İnsanoğlunun kötülüklerine doyan ve bu sebepten dolayı onların arasından kaçıp
ormanlara giden Arif, kısmen o iblisin hilesine aldanıp büyük suçlar işlemiştir. Yani: onu
seven günahsız bir kız (Haver) ın zehir içip ölmesine sebep olmuştur. Sonunda kendi
sevdiği bir kız için öz kardeşi (Vasf) ni öldürmüştür. 1915 ve 1916 yıllarında gerçekleşen
meşhur Çanakkale Savaşını düşündüğü dönemlerde (birinci perde), âdemoğullarına ve
onları yoldan çıkaranİblis’e o kadar lanet yağdırıyordu ki, bun tarifi yok! Birinci perdede
bu halde olan ve ondan sonraki perdelerde de insanlığın vahşiliğinden şikâyet eden ve
İblis’e beddua eden Arif, 3. perde de İblis’in elini öpüyor, onun bir pir, bir keramet sahibi,
bir Hızır olduğuna inanıyordu. Güzel, o perde de Arif, İblis’i insan kılığında görmüş
tanımamıştı, fakat âdemoğulları için İblis’ten her zaman tehlike-tehdit olduğunu iyi
biliyordu.
Piyesin son perdesinde Anadolu’daki Türk isyancılarından bir kişi (İlhan)

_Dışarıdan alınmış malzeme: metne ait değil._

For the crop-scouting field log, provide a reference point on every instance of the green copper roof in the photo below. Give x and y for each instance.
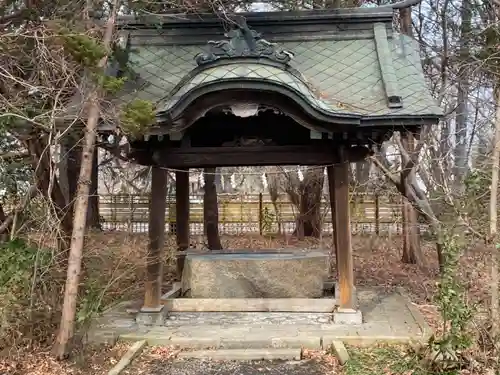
(372, 74)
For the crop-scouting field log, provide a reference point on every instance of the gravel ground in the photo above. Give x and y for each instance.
(205, 367)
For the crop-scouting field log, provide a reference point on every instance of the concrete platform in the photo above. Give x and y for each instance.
(387, 318)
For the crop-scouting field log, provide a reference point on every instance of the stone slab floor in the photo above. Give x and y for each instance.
(387, 318)
(204, 367)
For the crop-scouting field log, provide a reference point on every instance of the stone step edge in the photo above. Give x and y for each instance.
(302, 341)
(270, 354)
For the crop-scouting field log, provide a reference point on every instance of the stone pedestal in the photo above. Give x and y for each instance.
(150, 316)
(347, 316)
(263, 274)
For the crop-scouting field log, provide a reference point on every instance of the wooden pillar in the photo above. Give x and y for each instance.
(181, 216)
(211, 210)
(338, 182)
(410, 230)
(154, 267)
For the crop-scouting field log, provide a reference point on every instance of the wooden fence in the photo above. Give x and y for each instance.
(251, 213)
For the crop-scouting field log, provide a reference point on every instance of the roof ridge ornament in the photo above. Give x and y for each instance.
(243, 42)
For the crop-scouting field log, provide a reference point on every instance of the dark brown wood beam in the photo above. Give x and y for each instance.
(211, 157)
(338, 181)
(156, 230)
(181, 216)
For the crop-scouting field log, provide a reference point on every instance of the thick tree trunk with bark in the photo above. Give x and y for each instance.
(66, 328)
(93, 217)
(306, 197)
(71, 150)
(48, 184)
(211, 210)
(493, 236)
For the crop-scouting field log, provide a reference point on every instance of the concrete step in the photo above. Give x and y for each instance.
(243, 354)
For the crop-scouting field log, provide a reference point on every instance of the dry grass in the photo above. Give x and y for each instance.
(85, 361)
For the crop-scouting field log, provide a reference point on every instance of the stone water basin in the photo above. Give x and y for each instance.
(255, 274)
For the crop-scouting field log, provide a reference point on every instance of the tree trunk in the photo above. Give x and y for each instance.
(412, 251)
(47, 183)
(310, 203)
(306, 197)
(70, 169)
(66, 328)
(495, 159)
(211, 210)
(93, 219)
(461, 117)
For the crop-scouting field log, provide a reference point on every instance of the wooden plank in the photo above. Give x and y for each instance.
(316, 305)
(317, 153)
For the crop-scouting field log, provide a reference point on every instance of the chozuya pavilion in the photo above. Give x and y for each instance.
(321, 87)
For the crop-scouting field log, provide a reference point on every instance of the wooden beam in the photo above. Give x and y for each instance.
(211, 210)
(156, 231)
(212, 157)
(338, 177)
(181, 215)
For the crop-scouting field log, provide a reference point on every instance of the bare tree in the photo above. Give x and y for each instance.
(66, 328)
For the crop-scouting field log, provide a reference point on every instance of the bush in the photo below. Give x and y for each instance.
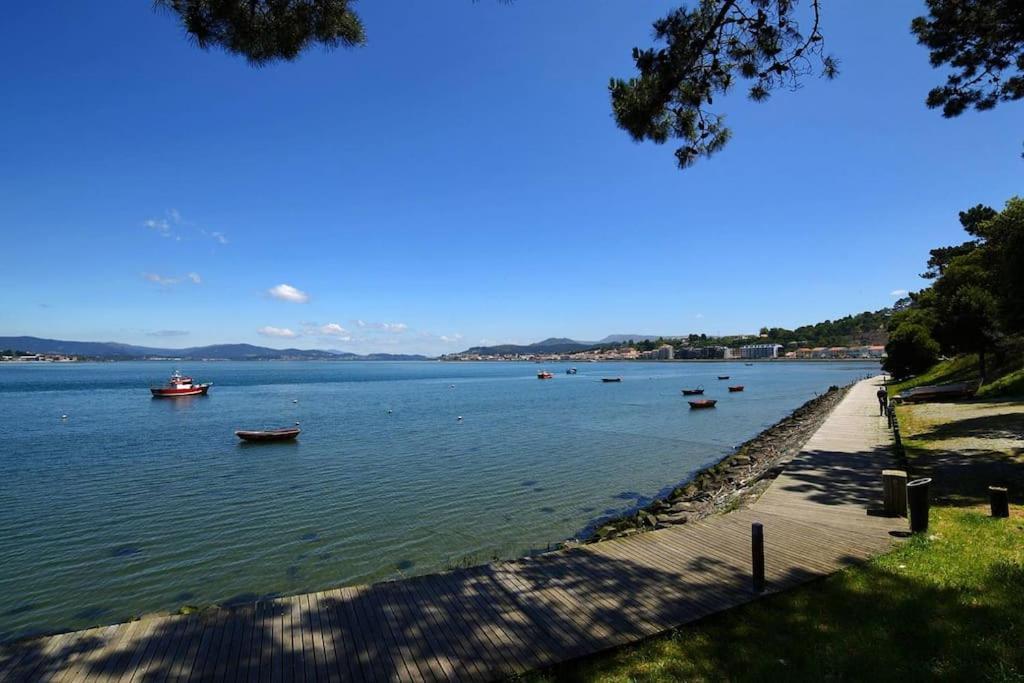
(910, 350)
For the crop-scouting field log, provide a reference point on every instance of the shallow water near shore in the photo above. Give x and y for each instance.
(134, 505)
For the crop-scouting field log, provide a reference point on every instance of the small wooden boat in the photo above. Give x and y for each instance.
(267, 434)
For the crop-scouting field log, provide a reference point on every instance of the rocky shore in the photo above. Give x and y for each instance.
(734, 481)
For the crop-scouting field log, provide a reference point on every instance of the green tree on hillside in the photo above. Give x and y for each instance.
(910, 350)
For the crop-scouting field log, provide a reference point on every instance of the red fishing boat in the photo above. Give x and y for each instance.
(179, 385)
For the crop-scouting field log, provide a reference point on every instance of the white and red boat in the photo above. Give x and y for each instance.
(179, 385)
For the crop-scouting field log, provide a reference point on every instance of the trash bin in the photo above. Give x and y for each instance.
(916, 498)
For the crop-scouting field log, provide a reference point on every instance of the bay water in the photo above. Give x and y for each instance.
(132, 505)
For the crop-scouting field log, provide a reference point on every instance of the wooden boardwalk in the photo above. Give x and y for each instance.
(488, 622)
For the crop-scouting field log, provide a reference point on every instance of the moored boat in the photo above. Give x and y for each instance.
(263, 435)
(704, 402)
(179, 385)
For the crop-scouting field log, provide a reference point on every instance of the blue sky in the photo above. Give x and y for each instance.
(458, 180)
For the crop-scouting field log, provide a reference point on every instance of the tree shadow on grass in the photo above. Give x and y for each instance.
(482, 623)
(867, 625)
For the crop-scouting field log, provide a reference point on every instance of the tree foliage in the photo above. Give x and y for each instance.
(910, 350)
(983, 42)
(976, 302)
(265, 31)
(707, 50)
(715, 43)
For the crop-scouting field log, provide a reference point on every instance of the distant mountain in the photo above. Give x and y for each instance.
(551, 345)
(114, 350)
(619, 339)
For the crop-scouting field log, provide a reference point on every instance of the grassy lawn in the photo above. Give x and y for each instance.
(948, 605)
(1003, 381)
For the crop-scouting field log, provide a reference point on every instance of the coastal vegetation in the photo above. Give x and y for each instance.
(975, 304)
(706, 50)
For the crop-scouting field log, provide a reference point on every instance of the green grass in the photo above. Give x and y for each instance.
(1003, 381)
(1011, 384)
(961, 369)
(948, 605)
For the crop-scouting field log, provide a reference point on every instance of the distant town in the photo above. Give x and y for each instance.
(668, 351)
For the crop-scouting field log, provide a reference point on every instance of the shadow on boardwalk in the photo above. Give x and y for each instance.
(477, 624)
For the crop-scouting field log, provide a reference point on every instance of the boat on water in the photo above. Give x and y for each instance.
(264, 435)
(702, 402)
(179, 385)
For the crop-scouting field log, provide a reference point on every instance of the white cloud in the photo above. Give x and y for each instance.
(386, 327)
(160, 280)
(334, 331)
(288, 293)
(269, 331)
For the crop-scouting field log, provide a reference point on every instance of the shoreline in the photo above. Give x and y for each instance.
(732, 482)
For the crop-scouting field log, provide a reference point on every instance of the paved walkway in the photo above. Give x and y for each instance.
(494, 621)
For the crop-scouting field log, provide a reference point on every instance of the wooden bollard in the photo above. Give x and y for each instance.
(999, 499)
(894, 493)
(758, 552)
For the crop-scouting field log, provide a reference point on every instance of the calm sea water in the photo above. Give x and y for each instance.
(134, 505)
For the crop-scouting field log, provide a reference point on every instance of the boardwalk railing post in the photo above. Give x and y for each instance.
(758, 551)
(894, 493)
(999, 499)
(916, 493)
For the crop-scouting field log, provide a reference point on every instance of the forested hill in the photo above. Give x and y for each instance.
(867, 328)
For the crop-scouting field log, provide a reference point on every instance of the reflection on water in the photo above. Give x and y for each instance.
(133, 504)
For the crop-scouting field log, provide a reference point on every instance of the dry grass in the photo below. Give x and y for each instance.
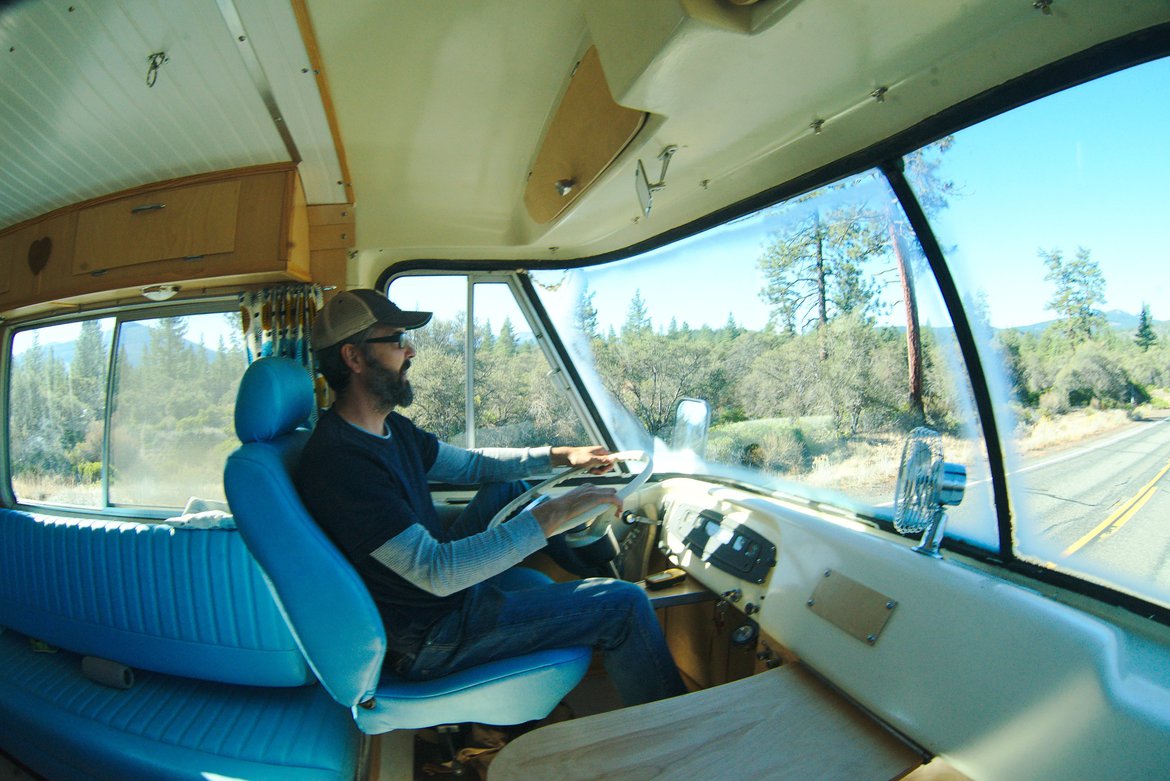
(1052, 433)
(871, 465)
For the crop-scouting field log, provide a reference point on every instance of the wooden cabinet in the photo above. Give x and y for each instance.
(35, 258)
(184, 222)
(214, 230)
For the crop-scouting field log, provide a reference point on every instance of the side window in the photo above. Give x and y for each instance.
(1055, 243)
(511, 399)
(153, 437)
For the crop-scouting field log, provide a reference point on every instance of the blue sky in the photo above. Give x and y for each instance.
(1082, 168)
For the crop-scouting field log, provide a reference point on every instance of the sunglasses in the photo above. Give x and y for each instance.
(399, 339)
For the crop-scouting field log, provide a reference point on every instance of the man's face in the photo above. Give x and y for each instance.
(387, 364)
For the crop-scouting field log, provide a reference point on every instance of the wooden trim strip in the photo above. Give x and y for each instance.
(310, 46)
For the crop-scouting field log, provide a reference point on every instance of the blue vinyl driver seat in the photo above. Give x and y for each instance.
(327, 605)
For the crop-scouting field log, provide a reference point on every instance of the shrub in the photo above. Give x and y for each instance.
(773, 446)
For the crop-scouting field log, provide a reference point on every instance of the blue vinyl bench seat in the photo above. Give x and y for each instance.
(220, 688)
(64, 726)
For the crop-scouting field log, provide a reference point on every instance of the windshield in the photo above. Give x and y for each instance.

gösterilmektedir. Bu isyancı Anadolu’daki ittifakçılara karşı İngiliz casuslarını, Fransız
ajanlarını, hain (satılan) Arap ve Türkleri iyice araştırmadan acımasızca vurup öldürüyor,
adalet içerikli çok yüce sözler ile ah vah diyordu. Ama kendisi, cihangirlere karşı
Anadolu’da başkaldıranlara (Kemalistlere) da karşıdır. “Bir ihtimal, köy halkı ve işçi
kesimin menfaatinin peşine düşen kişidir”, diyecek olsak lakin o eski padişahlardan
biridir. Onun sözlerinde bahsi geçen konuda herhangi bir ima, işaret yok. İhtimal ki, bu
şey piyesin “suyunun suyu” olmasından kaynaklanmaktadır.
Oynama kısmına gelirsek:
153
Sahneye giriş çıkış, sözleri zamanında söyleme, fenerlerin açılıp kapanmasında
görülen birtakım eksiklikleri saymazsak, genel olarak sorunsuz ve iyiydi. İblis rolünde
Ebrar, Arif rolünde Uygur, İbn Yamin rolünde Sayfi iyiydiler. Kızların ikisi de (Rana,
Haver) kusursuz oynadılar. Onlarda sadece yumuşaklık ve rahatlık vardı. Diğerleri de
fena değildi. İnsanlar kalabalık, verim güzeldi: hatta yer olmadığından geri dönüp
gidenlerde çok oldu. Burada küçücük bir şey yazıp geçmeyi gerekli buldum. Bu oyuna
“gençler” diye adlandırılan “milletsever”lerinde çoğu geldi. Hatta yeni şehir tiyatrolarını
da sürekli takip eden “oldukça kültürlü” gençlerimizde bu oyunda vardı… Demek
bunlarda sahnelerimize ilgi duyuyorlarmış… Nazar değmesin!